For their follow-up ‘I Love You So Fucking Much’, Bayley looked up to the stars for inspiration. Listening to love songs by The Beach Boys overlooking the night sky, his strong desire to write a space album took the wheel. Dropping an early tease of the theme, the band’s website was updated to read ‘Panic. Answer the question please’ – a nod to Hitchhiker’s Guide to the Galaxy. The site received over 15,000 questions from fans questioning existence, the meaning of life and the chance of Glass Animals performing in space. Beyond the concept, there is a much larger focus on human stories, consider it an exhibition of 10 messy portraits of love painted from Bayley’s rich sonic palette.

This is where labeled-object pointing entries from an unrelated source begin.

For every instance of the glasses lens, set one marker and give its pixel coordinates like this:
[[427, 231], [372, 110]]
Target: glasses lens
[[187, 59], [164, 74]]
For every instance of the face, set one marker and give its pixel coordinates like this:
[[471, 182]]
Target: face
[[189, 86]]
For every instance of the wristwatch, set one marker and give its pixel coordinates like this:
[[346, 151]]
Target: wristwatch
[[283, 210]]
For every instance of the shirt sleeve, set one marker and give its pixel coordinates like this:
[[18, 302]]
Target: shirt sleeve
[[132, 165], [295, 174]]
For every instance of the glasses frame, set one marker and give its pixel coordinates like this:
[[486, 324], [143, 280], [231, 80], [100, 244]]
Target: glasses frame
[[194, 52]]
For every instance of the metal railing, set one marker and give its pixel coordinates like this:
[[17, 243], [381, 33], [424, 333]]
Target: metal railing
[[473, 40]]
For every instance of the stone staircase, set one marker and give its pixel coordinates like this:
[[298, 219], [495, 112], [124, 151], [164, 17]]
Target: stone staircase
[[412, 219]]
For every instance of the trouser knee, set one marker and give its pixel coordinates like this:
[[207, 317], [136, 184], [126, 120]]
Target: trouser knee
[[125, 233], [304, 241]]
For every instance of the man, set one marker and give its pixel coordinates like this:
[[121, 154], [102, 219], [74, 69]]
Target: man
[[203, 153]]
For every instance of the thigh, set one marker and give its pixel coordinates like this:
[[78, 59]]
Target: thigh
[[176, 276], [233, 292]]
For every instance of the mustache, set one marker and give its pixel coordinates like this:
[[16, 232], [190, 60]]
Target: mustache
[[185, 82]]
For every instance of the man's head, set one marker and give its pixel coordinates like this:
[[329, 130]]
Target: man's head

Perhaps the most compelling cut is ‘I Can’t Make You Fall In Love Again’ where Bayley imagines an alternative life with a former lover. A swirling serenade to star-crossed lovers, psychedelic synths and celestial riffs elevates the most personal track of the album. In similar fashion, ‘Show Pony’ is a stellar opener that charts the beginning of a relationship to its bitter end, backed by fuzzy shoegaze riffs.
Production wise the Bayley signature is there, euphoric lilts backed by melancholy lyrics – but on occasion you can’t help but feel that ILYSFM is all too familiar, walking the same path as Dreamland. While ‘White Roses’ soars as a stratospheric anthem of love and longing, it seemed to loosely follow the footprints of their global hit ‘Heat Waves’.
In spite of this exception, the latest album is by no means no less thrilling than its predecessor. ‘Wonderful Nothing’ began with solemn operatic echoes and creates a heavenly soundscape that is transformed by a formidable synth line that finds Bayley longing for destruction. The beachy riffs are a welcome tonic in ‘On The Run’ amidst the morbid contemplation to “fake your own death and fuck off forever”.
On this note the lyrical urgency is far more revealing than ever before, it’s clear that Bayley is learning to wear his heart on his sleeve far more often. Yet for all of its cosmic quirks, the real magic of ILYSFM lies in the bittersweet humanity that pulls it back down to earth.